In the wake of North Carolina’s recently enacted House Bill 2 (HB2), employers have expressed concern with how the legislation now affects their responsibilities. While discussion of the controversial “bathroom bill” has largely been reduced to which people can use which bathrooms, parts of the law have nothing to do with gender identity, but these parts still affect employer accountability.
First, HB2 prohibits municipalities from imposing employment conditions on private employers. Part 2 of the law reworks North Carolina’s Wage and Hour Act, prohibiting local government from regulating wage levels, hours of labor, leave or benefits of private employers. While municipalities can still control benefits and compensation of their own employees, municipalities cannot impose stricter labor or non-discrimination laws on private employers or contractors than those promulgated by the North Carolina legislature. Because municipalities cannot regulate employment compensation under HB2, private employers remain subject only to the state mandated minimum wage.

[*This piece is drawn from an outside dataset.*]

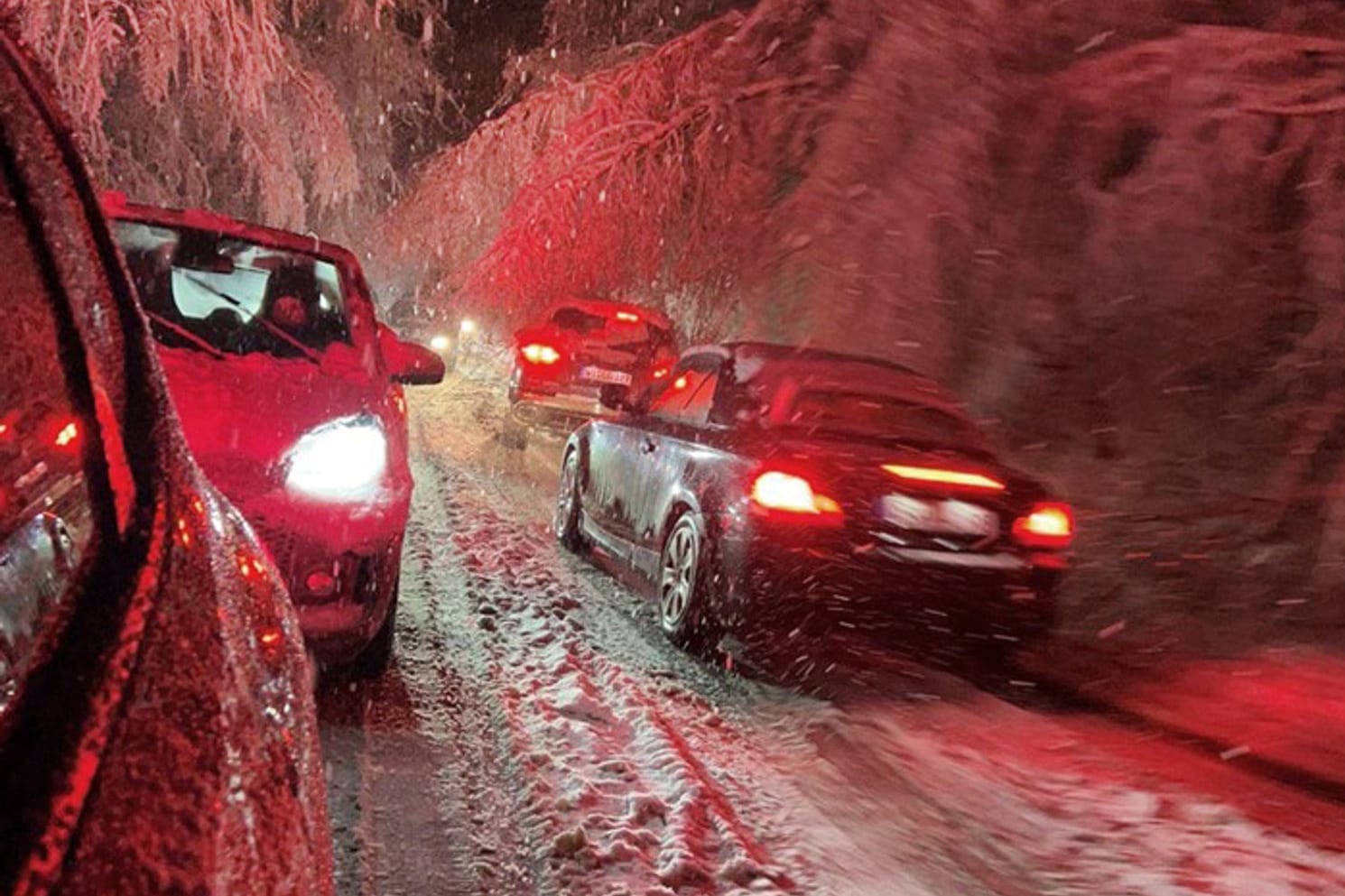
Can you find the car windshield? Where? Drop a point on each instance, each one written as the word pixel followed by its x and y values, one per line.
pixel 877 416
pixel 222 293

Next, all claims of discrimination against employers may only be brought through the Equal Employment Opportunity Commission or Human Relations Commission. This aspect of the law eliminates a common law cause of action for wrongful discharge in violation of public policy for claims based on discrimination. This is significant for employers because, unlike the former state law claims, the federal causes of action have different damages and caps on damages, different cost considerations, and generally a shorter statute of limitations. HB2 does not affect the ability of employees to file discrimination claims under federal laws like Title VII of the Civil Rights Act. HB2 also does not affect wrongful discharge claims brought on grounds other than discrimination.
Finally, as for bathroom regulation, state employers like municipalities, public agencies and public schools must regulate the use of multi-stall bathrooms and changing facilities by individuals based on biological sex as indicated by an individual’s birth certificate. Exceptions include single occupancy restrooms, unisex facilities and entry of maintenance or cleaning personnel or those assisting others with the facilities. Under HB2, regulation of bathroom facilities by biological sex is not discriminatory. On the other hand, private employers are not required to regulate bathroom and changing facilities according to biological sex. Even if private entities are considered places of public accommodation, they can implement a restroom policy independent of that required for public agencies and schools.

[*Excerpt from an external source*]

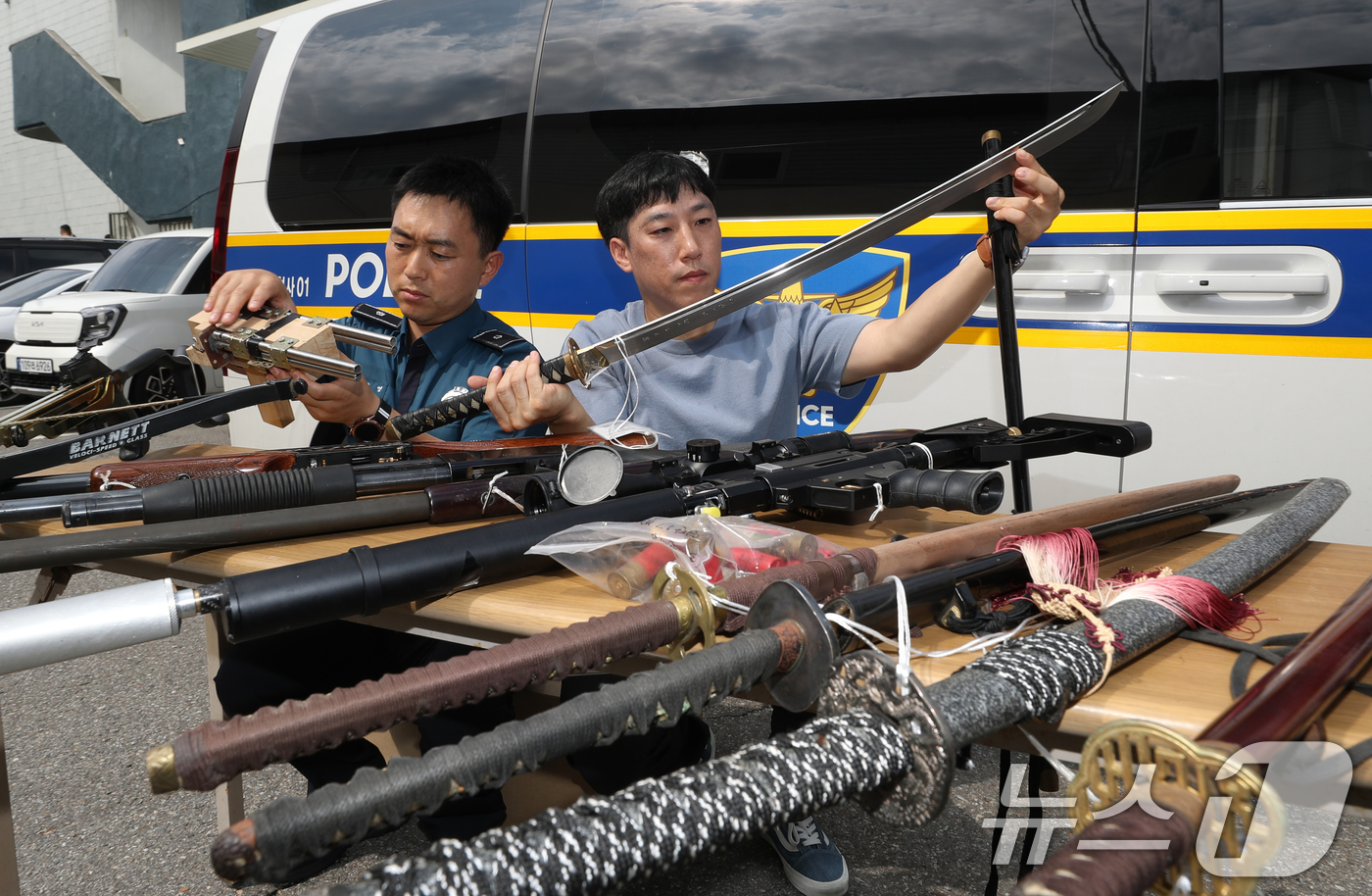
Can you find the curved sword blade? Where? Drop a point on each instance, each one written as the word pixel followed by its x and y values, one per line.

As for whether HB2 could be struck down, the severability clause in Part 4 provides that if any part of the law is held invalid or unenforceable (for example, by court order), the other parts of the law will remain in force. Therefore, if a court tosses out the more controversial gender-identity portions of the bill, the restrictions on regulating behavior of employers on a local level would likely remain.
To read the bill in its entirety, visit here.
Kara Gansmann, a North Carolina native, is an associate in Cranfill Sumner & Hartzog LLP’s Wilmington office, where she focuses her litigation and appellate practice on various aspects of labor and employment law, business and contractual disputes, medical malpractice, and HOA matters. To contact Kara Gansmann, call (910) 777-6055 or email her at [email protected].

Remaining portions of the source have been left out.